A church made of dust

After each service, I sweep up the dirt, specks of plastic, and tendrils of hair.
September 9, 2022
(Illustration by Luisa Jung)

We are a tenant church. Renting a space for worship is a way of life deep in our bones. Cleaning up is written into our contract, one of the tasks that comes with low rent for a few hours each Sunday in an Episcopal church’s fellowship hall. It is a small job, too minute, I’ve concluded, to trouble a volunteer.

My role as occasional sexton doesn’t carry the majesty of its Latin—“custodian of sacred objects.” I do not dig graves like my medieval counterparts. In truth, I find nothing especially spiritual about the work.

Instead, running a towel across the blinds and checking the bathrooms for paper towels is humbling. Whatever hearty proclamation I make from the pulpit, however our hearts are rent by soaring hymns, our skin turns to dust that accumulates in cracks and corners. We create waste. Someone must clean it up.

In the semiarid countries where I have lived, dust is a faithful companion. Hot winds sweep through wadis, whipping the fine sand into thick ribbons of cloud. They settle in corners and crannies. Sleeping in the desert, I would awake with a veneer of dust settled onto my skin.

Perhaps it is because of its ubiquity and nuisance that in the Hebrew Bible dust is a portent and pathway of humiliation. We discover Job defiling his horn in the dust. The psalmist’s soul is cleaving to it. Throughout the prophets, serpents are lapping up dust like water and people are grinding their faces into the dust in order to put their sorrow on display.

Lamentations reminds me that it is good “to sit alone in silence when the Lord has imposed it, to put one’s mouth to the dust” (3:28–29). It’s a graphic image to consider as I look at the specks of plastic, tendrils of hair, sloughed-off skin cells, sweater fibers, bacteria, dust mites, cat fur, pieces of dead bugs, and dirt that I’ve gathered into a small mound. Dust isn’t useful. It is the mortification of our bits and pieces. Zephaniah in a rage declares a future in which blood is poured out like dust and “their flesh as the dung” (1:17).

In less arid countries, people make dust. We each regenerate our skin every month or two, shedding the old layer into the air. Nineteen million skin cells, stacked like pancakes, die and then flake off before they settle down among the other rubbish. Who will clean up after us?

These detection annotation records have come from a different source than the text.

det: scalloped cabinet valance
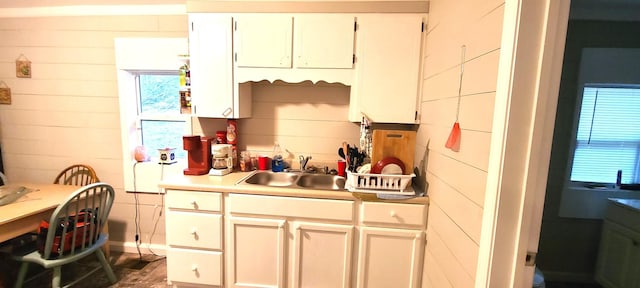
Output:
[187,1,428,124]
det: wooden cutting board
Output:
[371,130,416,175]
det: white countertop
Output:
[609,198,640,212]
[159,172,429,204]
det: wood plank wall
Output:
[0,15,359,252]
[416,0,504,288]
[0,15,187,250]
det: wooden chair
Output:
[13,183,117,287]
[53,164,100,186]
[0,172,7,186]
[53,164,111,259]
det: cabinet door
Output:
[596,220,640,288]
[293,14,355,69]
[349,14,424,124]
[167,247,222,287]
[235,14,293,68]
[288,222,353,288]
[189,13,234,118]
[166,210,222,250]
[357,227,424,288]
[225,216,286,287]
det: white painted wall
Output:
[0,9,359,252]
[416,0,504,288]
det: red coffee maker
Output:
[182,135,213,175]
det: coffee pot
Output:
[209,144,233,176]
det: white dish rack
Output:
[345,171,416,195]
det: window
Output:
[114,38,192,193]
[136,74,186,158]
[571,85,640,183]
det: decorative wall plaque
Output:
[16,54,31,78]
[0,81,11,104]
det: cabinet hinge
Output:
[524,252,537,266]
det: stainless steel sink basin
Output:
[238,171,346,190]
[296,174,345,190]
[244,171,298,187]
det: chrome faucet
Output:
[300,155,311,172]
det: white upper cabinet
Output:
[294,14,355,69]
[349,14,426,124]
[235,14,293,68]
[234,13,355,85]
[189,13,251,118]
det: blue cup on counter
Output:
[271,156,284,172]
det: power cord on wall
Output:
[133,162,165,261]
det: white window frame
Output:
[567,83,640,188]
[115,38,192,193]
[558,48,640,219]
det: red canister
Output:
[216,131,227,144]
[227,119,238,144]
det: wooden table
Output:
[0,183,80,242]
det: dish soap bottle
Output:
[271,142,284,172]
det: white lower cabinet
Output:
[225,194,354,287]
[357,227,424,288]
[165,190,224,287]
[167,248,223,287]
[289,222,354,288]
[226,216,286,287]
[595,200,640,288]
[166,190,426,288]
[357,202,426,288]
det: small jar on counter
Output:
[239,151,253,172]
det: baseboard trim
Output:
[542,270,596,284]
[109,241,167,256]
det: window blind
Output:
[571,87,640,183]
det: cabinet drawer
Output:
[167,248,222,287]
[227,194,353,221]
[361,202,427,228]
[165,211,222,250]
[165,190,222,211]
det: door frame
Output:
[475,0,570,288]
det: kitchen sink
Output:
[238,171,346,190]
[296,174,346,190]
[244,171,298,187]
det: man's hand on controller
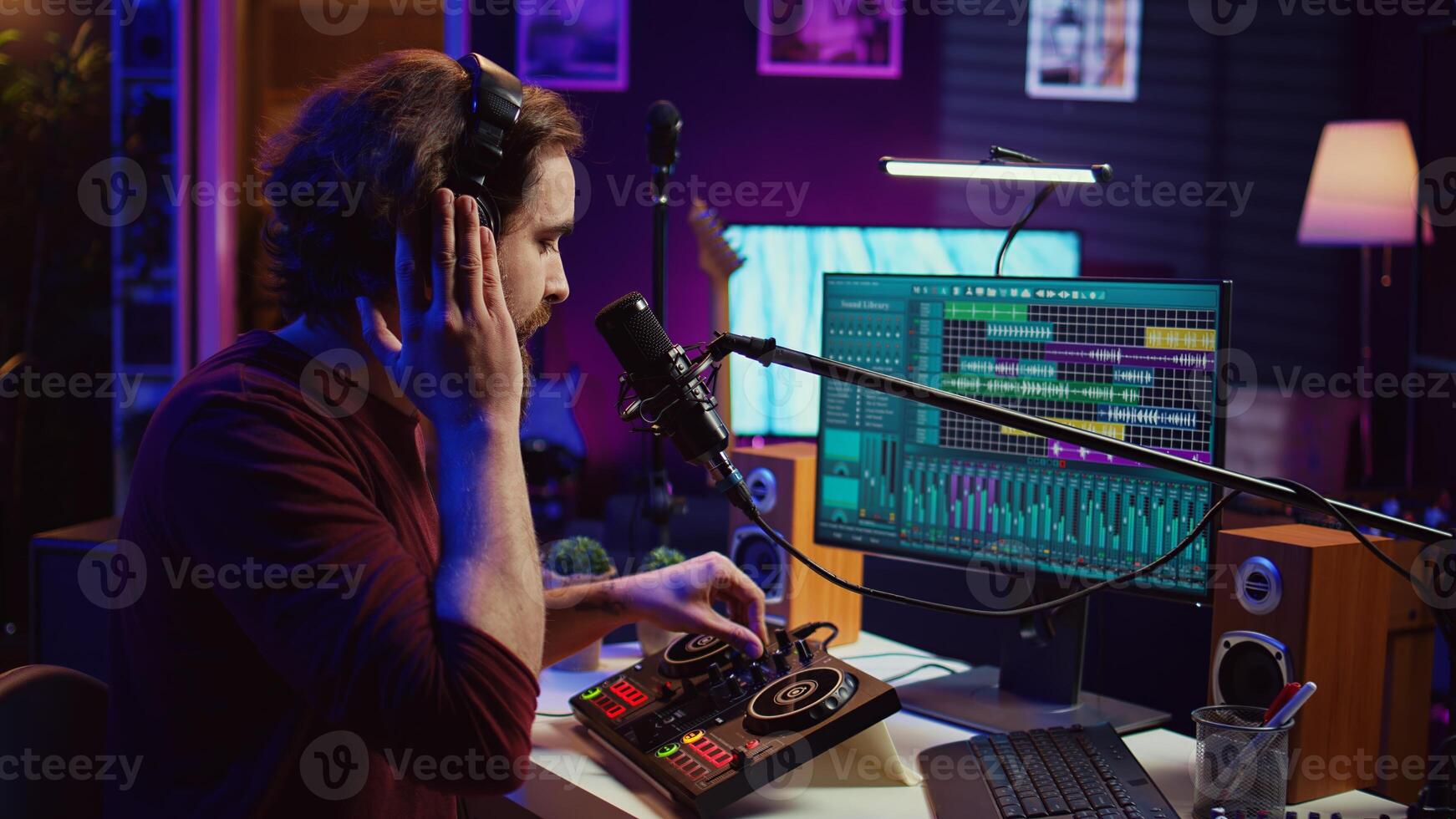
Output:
[613,552,769,658]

“What is this place, where we are meeting?” Huub Oosterhuis wonders in his hymn. “Only a house, the earth its floor.” Each time I sing this song, I wish there was a verse for the corners where dust and bits of paper accumulate.

Cleaning the corners for worship robs me of any illusion to transcendence I’ve invested in church life. We are earthy people, dust-making creatures, and to dust we shall return. “A serious house on serious earth it is,” Philip Larkin said of church buildings. I have built my life into this body for the seriousness of it, for the dust. And after the beauty and the grace of gathered bodies, the pastor is the one who bears witness to what is left behind, in trash cans and under chairs.

Today I climb the stairs to the third floor and gather the relics of our body. An inch of blue yarn, a safety pin, a green marker, a small plastic bag holding pedicels of grapes. Emma has been drawing her cartoon snakes again—here’s a boa constrictor wearing a top hat. The crumbs of our people’s lives remain, hanging in the air, gathered together in clumps on the ground. I sweep away the traces in order to make room for more of us.

In Genesis we learn that we are made from dust, formed from the dry layer of sand that chokes out life in sandstorms and works its way into our crevices. In Targum Pseudo-Jonathan, an exposition of the second Genesis creation story, God creates people from a mixture of dust taken from the ground where the temple will be built, along with dust from the four winds. A mixture of universal and particular, of consecrated and unconsecrated dirt, bound to a holy place and gathered from everywhere. For the rabbis, this explained the human capacity for seemingly endless evil even as we bear the image of a good God. We are, somehow, always both.

Much of this life is cleaning up after one another, figuring out what to do with the mess. Someone will come along to sweep up after us, to take away the cast-off parts. Church is the place where people have chosen one another’s mess. People are complicated and lovely. They disappoint us, then exceed our expectations. We long for one another, and we come up empty. It is messy, this dusty life.

I clean up the church week after week, and I’ve come to accept that we can’t get away from the shedding of our skin. We can’t leave behind the mortifications of the flesh that are acne and aging, losing our abilities one by one. We are fragile dust creatures. What is this place that we are meeting? It is the place where we learn to love the dust of one another’s bodies.